Szybka aktualizacja recenzji, podczas gdy nieco cofnę się w mojej początkowej ocenie, zgodzę się i będę miał zastrzeżenia do niektórych rzeczy, które powiedział Nick Zee. Nie wiem, czy to tylko fakt, że naprawdę lubię ambrokasan, ale jakoś spodziewam się, że nowoczesne kompozycje będą go zawierać, a ten nie krzyczał mi od razu.
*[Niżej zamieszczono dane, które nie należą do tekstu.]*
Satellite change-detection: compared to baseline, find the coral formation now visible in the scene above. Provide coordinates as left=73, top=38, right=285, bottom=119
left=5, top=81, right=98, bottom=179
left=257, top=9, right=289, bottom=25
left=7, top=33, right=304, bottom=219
Jednak po noszeniu go w Boże Narodzenie przyznaję, że element kremu do golenia to ten mydlany, czysty, ambrowy, piżmowy zapach, który niektórzy mogą uznać za tani lub nieprzystający do perfum z wyższej półki, jak ten... Nie zgadzam się, ale zauważam to bardziej teraz, gdy miałem kilka porządnych noszeń, uważam, że to niesprawiedliwe, aby krytykować perfumiarza za to, ponieważ wciąż uważam, że to bardzo interesująca kompozycja i godna nazwy Penhaligon's. Zgadzam się również, że ten zapach jest przeszacowany, a wydajność jest nieco słaba. To dziwne, ponieważ próbowałem go intensywnie przed zakupem pełnej butelki, może ten jest trochę stylem ponad treścią, ale jasno powiedziałem, że kupuję go głównie dla butelki, czego nigdy nie robię, ale ten był zbyt dobry, by go przegapić.
Ekstremalnie dobrze zrobiony drzewny zapach! Ma ten klasyczny zapach z męskiego salonu fryzjerskiego, ale jest ciemniejszy i kremowy! Bardzo dobrze zrobiony! Nie ma dobrej trwałości, ale to świetny intymny zapach!